Texte intégral
M.-O. Fogiel - Vous êtes le président de la Fédération nationale des syndicats d'exploitants agricoles, la FNSEA. Vous êtes également producteur de lait en Ille-et-Vilaine. Hier, en déplacement dans le Maine-et-Loire, N. Sarkozy a tenté de rassurer le monde agricole en lui promettant une modernisation offensive. Il anticipe donc la réforme de la Politique agricole commune, qui est prévue en 2013 et qui inquiète les agriculteurs. On va y venir, très concrètement, mais est-ce qu'il a réussi à vous rassurer, N. Sarkozy ?

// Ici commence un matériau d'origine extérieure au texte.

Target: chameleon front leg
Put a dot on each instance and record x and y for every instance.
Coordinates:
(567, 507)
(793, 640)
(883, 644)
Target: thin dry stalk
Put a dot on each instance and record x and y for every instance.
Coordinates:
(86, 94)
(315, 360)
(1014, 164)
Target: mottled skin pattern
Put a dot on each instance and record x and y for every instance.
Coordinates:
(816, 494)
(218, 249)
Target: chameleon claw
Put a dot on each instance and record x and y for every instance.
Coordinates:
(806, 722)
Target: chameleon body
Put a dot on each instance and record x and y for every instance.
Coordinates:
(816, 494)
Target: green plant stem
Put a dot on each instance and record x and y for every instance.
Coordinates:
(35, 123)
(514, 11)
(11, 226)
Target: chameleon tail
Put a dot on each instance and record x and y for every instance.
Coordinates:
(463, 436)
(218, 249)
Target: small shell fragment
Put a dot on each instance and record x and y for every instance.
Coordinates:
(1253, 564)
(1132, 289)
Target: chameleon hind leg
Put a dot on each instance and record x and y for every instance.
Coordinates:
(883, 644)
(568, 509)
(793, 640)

Le Président a tenu un discours volontaire, mais les mots ne suffisent pas, parce qu'il faut aussi des actes. Je ne vais prendre qu'un exemple. Sur les marchés, il dit "la toute puissance du marché est une idée folle", et en même temps, même sous la présidence française, on n'a pas pu faire avancer nos partenaires sur le fait que, effectivement, les marchés tels que nous les vivons, avec des prix qui peuvent augmenter de plus de 50 % et qui baissent trois mois plus tard des mêmes pourcentages, c'est une situation intenable. Donc...

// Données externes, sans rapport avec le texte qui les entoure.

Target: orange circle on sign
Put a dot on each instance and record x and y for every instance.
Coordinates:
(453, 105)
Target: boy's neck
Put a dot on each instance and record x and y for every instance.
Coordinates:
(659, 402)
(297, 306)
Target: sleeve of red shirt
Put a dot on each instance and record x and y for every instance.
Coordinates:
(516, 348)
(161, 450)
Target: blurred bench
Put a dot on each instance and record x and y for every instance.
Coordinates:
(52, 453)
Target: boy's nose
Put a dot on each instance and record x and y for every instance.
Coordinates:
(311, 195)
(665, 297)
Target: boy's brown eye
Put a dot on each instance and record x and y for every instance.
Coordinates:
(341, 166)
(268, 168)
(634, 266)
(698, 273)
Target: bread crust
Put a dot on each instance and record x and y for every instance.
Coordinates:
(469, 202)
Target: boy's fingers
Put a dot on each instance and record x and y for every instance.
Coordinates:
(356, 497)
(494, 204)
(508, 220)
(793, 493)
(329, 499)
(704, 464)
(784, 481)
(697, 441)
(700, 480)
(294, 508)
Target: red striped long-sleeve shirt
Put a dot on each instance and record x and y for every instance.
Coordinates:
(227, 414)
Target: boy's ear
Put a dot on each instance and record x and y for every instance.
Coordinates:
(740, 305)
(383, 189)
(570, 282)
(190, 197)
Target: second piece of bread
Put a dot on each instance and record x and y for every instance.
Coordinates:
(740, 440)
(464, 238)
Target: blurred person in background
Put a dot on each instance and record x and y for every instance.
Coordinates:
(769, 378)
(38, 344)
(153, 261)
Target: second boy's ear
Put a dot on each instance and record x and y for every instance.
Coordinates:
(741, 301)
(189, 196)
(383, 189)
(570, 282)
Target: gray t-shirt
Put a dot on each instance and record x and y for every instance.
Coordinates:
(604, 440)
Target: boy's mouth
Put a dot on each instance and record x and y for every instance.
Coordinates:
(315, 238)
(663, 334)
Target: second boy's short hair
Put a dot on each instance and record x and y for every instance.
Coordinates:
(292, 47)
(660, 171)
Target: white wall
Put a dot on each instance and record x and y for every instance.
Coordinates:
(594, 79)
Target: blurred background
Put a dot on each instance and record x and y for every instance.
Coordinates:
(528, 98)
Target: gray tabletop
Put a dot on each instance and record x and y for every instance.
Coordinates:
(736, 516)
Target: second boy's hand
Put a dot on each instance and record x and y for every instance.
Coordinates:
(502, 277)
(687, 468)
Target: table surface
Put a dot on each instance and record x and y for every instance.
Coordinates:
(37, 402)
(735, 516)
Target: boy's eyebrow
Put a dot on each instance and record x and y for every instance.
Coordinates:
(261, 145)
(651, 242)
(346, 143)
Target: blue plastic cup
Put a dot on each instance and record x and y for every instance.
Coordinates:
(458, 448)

Donc, vous voulez des actes, et pas des mots ?
Il y a un aspect volontaire, c'est un discours que le Président tient et qui n'est pas totalement nouveau, mais il va falloir convaincre sur le plan européen si on veut nous rassurer.
On va être très concret pour les auditeurs qui nous écoutent, et qui ne connaissent pas votre problématique. Les 27 pays membres de l'Union européenne, ont adopté dans la douleur, le réaménagement de la PAC, en novembre, à Bruxelles, réaménagement qui prendra effet en 2013. C'est donc une redistribution des aides européennes. La France est le pays qui profite le plus des subventions. Aujourd'hui, vous avez beaucoup à perdre ?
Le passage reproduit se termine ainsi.